Piers Morgan Interviewed Love Islander Rosie & His Questions Were So Not OK

Good Morning Britain/ITV

Piers Morgan is oblivious to lines. He clumsily wades back and forth over them pretty regularly. It's never earth-shattering news to find out he's offended someone. But on Monday's episode of Good Morning Britain, he pushed things too far once again and it really stood out. During Piers Morgan's interview with Love Island's Rosie Williams, he wasn't doing the job of a journalist. He was just plain rude.

Let's start with his opening question: "Rosie, you achieved a postgraduate masters of law degree, from the University of Law in Chester, and you've given up all that to go into a villa full of halfwits to try and have sex on national TV. Why?" Was that really necessary? Talk about a rude opener.

Firstly, at what point has Williams ever said she is walking away from law? Nothing she says or does, on national TV or otherwise, can take away her education. She is fully-qualified solicitor regardless of what TV shows she decides to participate in. And as for that part about sex? Firstly, she didn't have sex in the villa. In fact, ITV producers (aka your bosses) deliberately go out of their way to downplay sex scenes. "That's not what this show is about," producers have told me in the past. Secondly, even if she had chosen to have sex on the show, it still doesn't take away from her achievements. Period. The idea that sexual activity somehow diminishes a woman's achievement is deeply sexist and needs to be retired, pronto.

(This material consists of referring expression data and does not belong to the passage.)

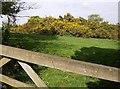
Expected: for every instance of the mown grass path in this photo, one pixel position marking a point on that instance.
(101, 51)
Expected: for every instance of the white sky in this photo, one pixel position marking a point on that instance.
(108, 9)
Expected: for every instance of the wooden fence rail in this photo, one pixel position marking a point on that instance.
(65, 64)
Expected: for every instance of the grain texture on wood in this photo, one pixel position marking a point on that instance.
(12, 82)
(3, 61)
(35, 78)
(74, 66)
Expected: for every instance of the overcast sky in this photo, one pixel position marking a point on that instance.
(108, 9)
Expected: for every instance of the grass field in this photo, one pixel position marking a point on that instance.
(100, 51)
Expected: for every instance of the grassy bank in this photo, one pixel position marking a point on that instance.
(100, 51)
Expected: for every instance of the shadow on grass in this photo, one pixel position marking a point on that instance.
(103, 84)
(109, 57)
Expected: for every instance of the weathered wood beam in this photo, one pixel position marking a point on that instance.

Despite the fact he has previously insisted that he doesn't watch Love Island, other than for the one occasion he "accidentally stumbled across" it, Morgan went on to criticise the cast, suggesting to Williams that she'd never find a suitable love interested in the villa. "From what I've seen of most of the blokes in there, they're completely halfwitted. I mean, why would you think you'd find a match to be on your intellectual level?"

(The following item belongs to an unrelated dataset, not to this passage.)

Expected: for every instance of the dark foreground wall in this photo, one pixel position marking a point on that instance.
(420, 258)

In the villa, there's currently an A&E doctor, an electrical systems design engineer, a government advisor, a business development manager, and a West End performer. Those job titles don't scream "halfwit" to me.

Good Morning Britain/ITV

But it wasn't just Morgan's ignorance that was offensive during this interview. It was also the general patronising tone he used to talk to Williams. At one point he referred to her as "young lady". Young lady? She is a 26-year-old successful solicitor, with a masters degree in law. For someone that seems to judge others so heavily on their education and career, it's strange that Morgan is being so condescending on national TV to someone who has a better education than him.

But the straw that really broke the camel's back came when Morgan started ridiculing Williams after she spoke about wanting to empower women. She told him:

"I did always, in my legal career, want to make a difference. I wanted to go into criminal and family law — but there's no money in it right now. It does need to be completely revamped and looked at. So I ended up going into the civil and business side, which wasn't where my heart was, and I feel like now, I have a voice and now I have a large following, hopefully I can make a difference with empowering women. I've had so many girls come up to me since I've come home saying that I've helped them through break-ups, I've helped them to not feel victimised, and that they can stand up for themselves."

How did Morgan respond? By telling her he'd be "heartbroken" and "disappointed" if he were her father, and then suggested she wasn't doing anything for women by taking part in Love Island. Wow. Where do I start with this one? Firstly, what a hurtful comment to make on TV. Why would he presume to have an opinion in the role of her father, other than to reassert some narrative of some traditional patriarchy over her?

Good Morning Britain/ITV

Secondly, who on earth does Morgan think he is to determine what women find empowering? He is a 53-year-old man. Perhaps he doesn't find Williams empowering, but let me tell you, there are plenty of women that were inspired by her stint on Love Island — especially when she stood up to Adam Collard after his behaviour towards her, with the CEO of women's aid chalked up as gaslighting and emotional abuse:

Despite Morgan's patronising and rude line of questioning, Williams kept her cool throughout the interview and stood her ground. Putting the presenter back in his place, she told him: "My family are very proud of me. I don't think I made myself look stupid on the TV. I was working 18 hour days in a law firm getting sleepless nights. [Law is] not as glamorous as it seems."

She added:

"When I work 18 hour days, I haven't got a lot of time to go out and meet men and try and find love. It's been very difficult for me. I've studied for eight years. It's not a lot of time for me. This was a time to actually spend 24 hours a day with hopefully someone I could spend the rest of my life with."

It would be nice to think that Morgan was coming from a place of genuine concern, but the fact that he went on to call Williams (well, all Love Island contestants) "reptiles", "stupid," and "halfwits" strongly suggests otherwise. As his co-host Susanna Reid pointed out, it seem his only real aim here is to "humiliate" everyone and anyone that's ever participated in the show. That's not journalism. In fact, it's not even entertainment.

At the end of the day, people have the right to find love whichever way they please, whether that's online or on TV. By appearing on a show like Love Island, Williams has made herself a public figure and is now someone with a huge following that looks up to her, not just because of her career and education but because of how she stood up for herself to Adam (and now Piers Morgan, too).